PRD e Solidariedade questionam no STF regras do TSE sobre suspensão de anotação partidária por falta de prestação de contas
Por Redação
O Partido da Renovação Democrática (PRD) e o Partido Solidariedade ingressaram com uma Ação Direta de Inconstitucionalidade (ADI 7947) no Supremo Tribunal Federal (STF) contra dispositivos de uma norma do Tribunal Superior Eleitoral (TSE) que trata da suspensão da anotação de órgãos partidários em razão da não prestação de contas. O processo foi distribuído ao ministro Dias Toffoli.
A anotação é o registro formal, nos Tribunais Regionais Eleitorais (TREs), dos órgãos de direção partidária estaduais e municipais. Esse registro é indispensável para o pleno funcionamento do órgão, permitindo a participação em eleições, o recebimento de recursos financeiros e a atuação sem restrições administrativas.
Na ação, as agremiações contestam artigos da Resolução TSE 23.571/2018, que disciplina a criação, organização, fusão, incorporação e extinção de partidos políticos, incluídos pela Resolução TSE 23.662/2021. A alegação é de que o TSE teria criado, por meio de resolução, uma nova consequência para a não prestação de contas — a suspensão da anotação — que, na prática, impediria a participação da sigla nas eleições naquele estado ou município.

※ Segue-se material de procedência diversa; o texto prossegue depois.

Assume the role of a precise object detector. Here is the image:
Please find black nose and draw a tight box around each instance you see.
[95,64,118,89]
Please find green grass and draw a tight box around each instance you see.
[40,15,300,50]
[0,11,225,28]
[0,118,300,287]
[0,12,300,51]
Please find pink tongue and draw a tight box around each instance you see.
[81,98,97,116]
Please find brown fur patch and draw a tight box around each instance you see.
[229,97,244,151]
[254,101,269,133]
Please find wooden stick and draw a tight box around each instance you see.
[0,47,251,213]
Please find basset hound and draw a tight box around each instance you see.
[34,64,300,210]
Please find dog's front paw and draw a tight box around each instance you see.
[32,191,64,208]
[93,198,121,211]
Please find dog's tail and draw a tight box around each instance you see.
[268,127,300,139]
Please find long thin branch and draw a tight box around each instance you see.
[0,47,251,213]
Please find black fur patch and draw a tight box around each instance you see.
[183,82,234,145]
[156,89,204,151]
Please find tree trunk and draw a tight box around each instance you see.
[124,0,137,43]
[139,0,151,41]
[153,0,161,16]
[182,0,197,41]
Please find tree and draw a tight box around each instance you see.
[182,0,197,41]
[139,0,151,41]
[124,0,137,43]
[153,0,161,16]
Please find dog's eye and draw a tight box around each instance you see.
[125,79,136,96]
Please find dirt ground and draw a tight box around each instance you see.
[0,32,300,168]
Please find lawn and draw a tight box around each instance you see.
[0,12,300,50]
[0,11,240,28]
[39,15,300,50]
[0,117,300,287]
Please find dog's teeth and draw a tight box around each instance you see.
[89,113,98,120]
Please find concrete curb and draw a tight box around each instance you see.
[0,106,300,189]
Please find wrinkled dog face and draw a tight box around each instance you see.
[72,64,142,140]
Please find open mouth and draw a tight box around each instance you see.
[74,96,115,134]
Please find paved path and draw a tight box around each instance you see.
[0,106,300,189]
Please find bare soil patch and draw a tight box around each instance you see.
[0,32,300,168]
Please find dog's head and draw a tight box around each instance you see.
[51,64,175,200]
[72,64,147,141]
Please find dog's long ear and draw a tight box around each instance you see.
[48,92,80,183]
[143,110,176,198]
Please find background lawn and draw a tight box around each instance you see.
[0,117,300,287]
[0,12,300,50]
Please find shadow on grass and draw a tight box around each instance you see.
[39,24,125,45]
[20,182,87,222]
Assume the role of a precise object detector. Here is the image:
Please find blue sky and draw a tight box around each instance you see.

Segundo os partidos, a legislação vigente veda a suspensão do registro ou da anotação de órgãos de direção em razão da desaprovação das contas e prevê como única sanção a interrupção de novas cotas do Fundo Partidário.
As legendas pedem a declaração de inconstitucionalidade dos dispositivos da norma por usurpação da competência do Congresso Nacional para legislar sobre direito eleitoral e violação a princípios como soberania popular, pluralismo político e autonomia partidária.